Doug Larson 1 year, 5 months ago

Ok, I'm not sure exactly how this works but can these 17,000 voters prove citizenship right now and still be able to vote in the state and local election? 2nd question: how are they going to know that they didn't prove citizenship by looking at the ballot. I don't believe your name is on the ballot and if they force them to put their name on it doesn't that take away from the right to vote confidentially?

Cille King 1 year, 5 months ago

"...can these 17,000 voters prove citizenship right now and still be able to vote in the state and local election?"
1) Yes, these people can provide their proof of citizenship document to the county election official until the eve of the election. 2) A provisional ballot is a regular paper ballot that is put inside an envelope with the voter's name, address, and reason that it's a provisional ballot on the envelope. After the county election office has reviewed the voter's information, and in this case determined that only the federal votes will count, the envelop is separated from the ballot, and the appropriate votes counted - without the voter's information.

Doug Larson 1 year, 5 months ago

I have been voting in KS for 28 yrs, but for others, can someone post a link to this magical list of 17,000 non-qualified voters. I did a Google but couldn't find the actual list. Just a bunch of links about what you need to bring to your voting place.
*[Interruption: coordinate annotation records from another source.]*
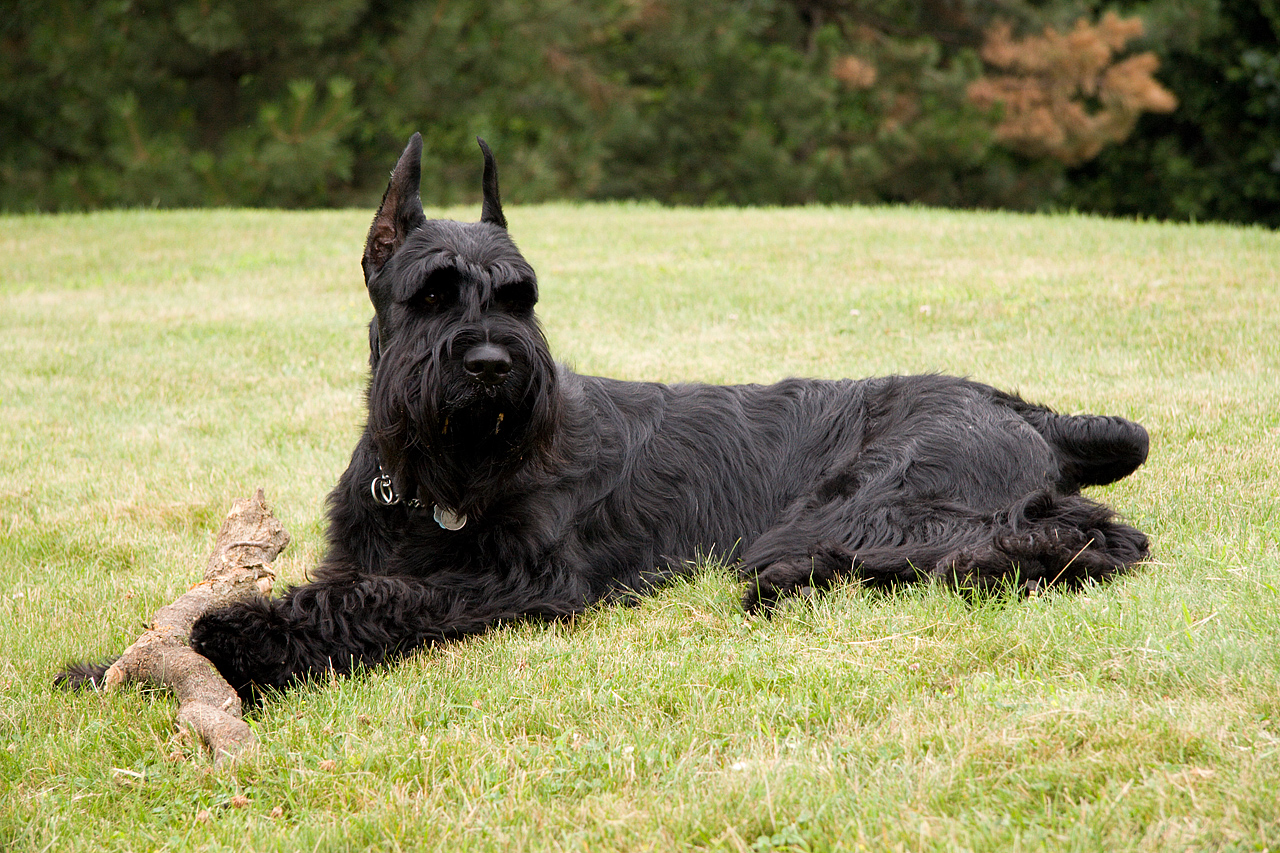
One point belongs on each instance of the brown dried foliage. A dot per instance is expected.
(1065, 95)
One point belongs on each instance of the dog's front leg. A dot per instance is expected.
(337, 625)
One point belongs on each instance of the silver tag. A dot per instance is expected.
(448, 519)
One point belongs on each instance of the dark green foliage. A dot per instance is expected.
(1217, 156)
(277, 103)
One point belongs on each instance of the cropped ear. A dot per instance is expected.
(492, 209)
(401, 210)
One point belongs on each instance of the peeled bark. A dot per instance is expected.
(237, 570)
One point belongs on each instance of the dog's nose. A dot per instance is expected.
(488, 363)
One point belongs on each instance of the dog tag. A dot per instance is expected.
(448, 519)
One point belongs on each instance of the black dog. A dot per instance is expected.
(493, 483)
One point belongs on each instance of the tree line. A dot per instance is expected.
(1164, 108)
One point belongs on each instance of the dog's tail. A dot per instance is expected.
(1092, 450)
(1045, 539)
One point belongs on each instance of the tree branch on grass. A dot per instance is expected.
(237, 570)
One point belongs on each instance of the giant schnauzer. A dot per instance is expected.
(493, 483)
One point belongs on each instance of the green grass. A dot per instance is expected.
(156, 365)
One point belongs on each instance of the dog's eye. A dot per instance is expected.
(435, 291)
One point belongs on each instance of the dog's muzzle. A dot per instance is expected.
(489, 364)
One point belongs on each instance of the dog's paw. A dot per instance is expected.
(85, 675)
(246, 643)
(781, 579)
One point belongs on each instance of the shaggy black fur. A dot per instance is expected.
(577, 489)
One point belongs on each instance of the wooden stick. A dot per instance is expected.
(237, 570)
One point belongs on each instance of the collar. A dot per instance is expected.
(383, 489)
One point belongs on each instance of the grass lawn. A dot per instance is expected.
(156, 365)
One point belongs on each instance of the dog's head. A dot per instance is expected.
(462, 384)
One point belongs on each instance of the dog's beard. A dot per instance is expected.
(447, 438)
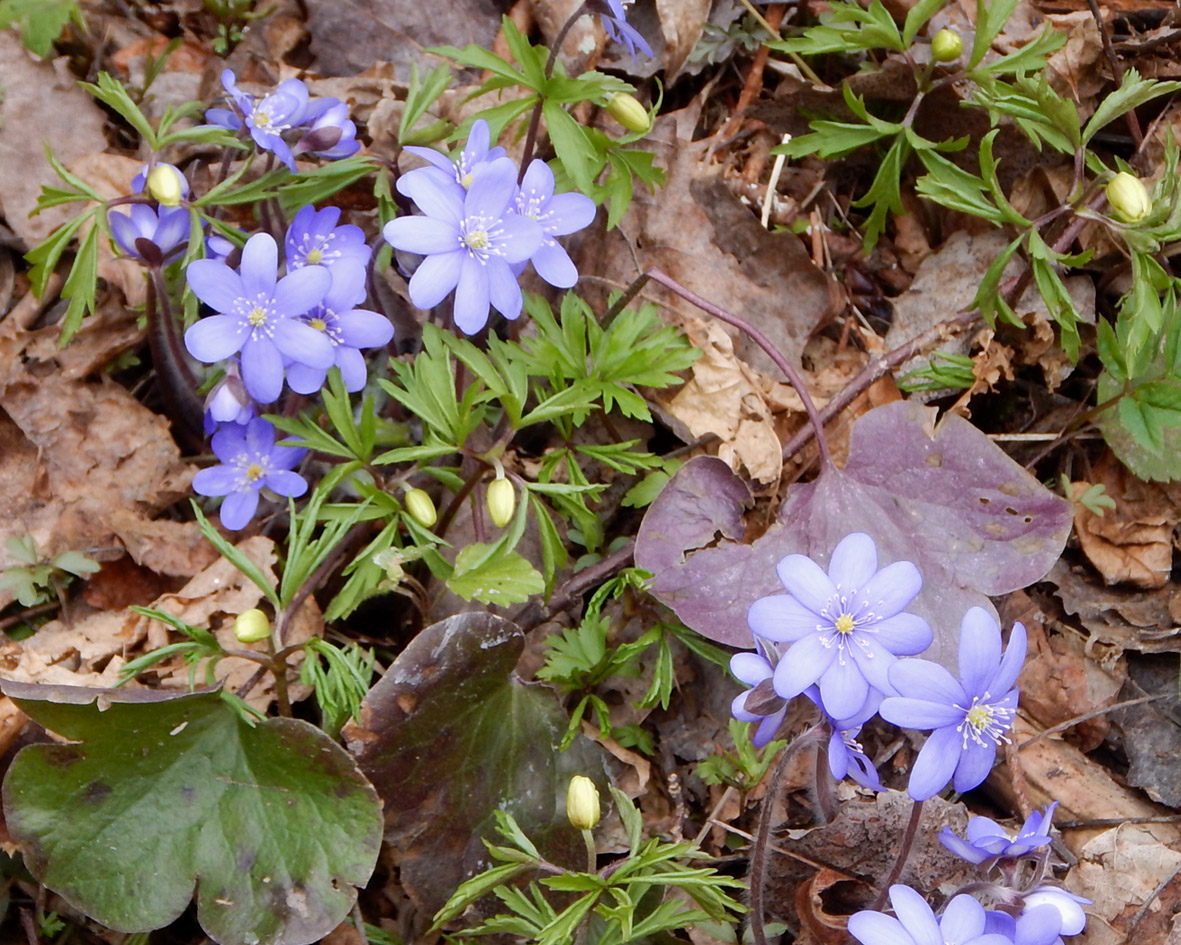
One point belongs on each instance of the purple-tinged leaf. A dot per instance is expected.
(943, 496)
Cille King 1 year, 5 months ago

The Kansas Secretary of State will not release the names that applied at the DMV, and thus can vote only in federal elections. However, the state has released (at a price) the full list of those who have not provided their proof of citizenship document (includes those who registered to vote in other ways - in person, on line, by mail, voter drives, etc). The list was over 22,000 in June (it's larger in July) and can be found on the League of Women Voters of Kansas website: LWVK.org. The direct link is: http://www.lwvk.org/PDF/Voter%20Suspense%20List%20June%202016.pdf

The list would be even longer, but the SOS has a regulation that names will be purged after 90 days.

Ken Lassman 1 year, 5 months ago

Thanks so much, Cille; everyone should be checking that list to make sure they/their family and friends are not on that list! I don't do Facebook, but it would be good to post that link around. Does LWVK plan to update that list?

Cille King 1 year, 5 months ago

LWVK does plan on buying the list of suspense voters every month and posting the updated list on their website: LWVK.org. We have been trying to post the link. It would be helpful if people would share the link.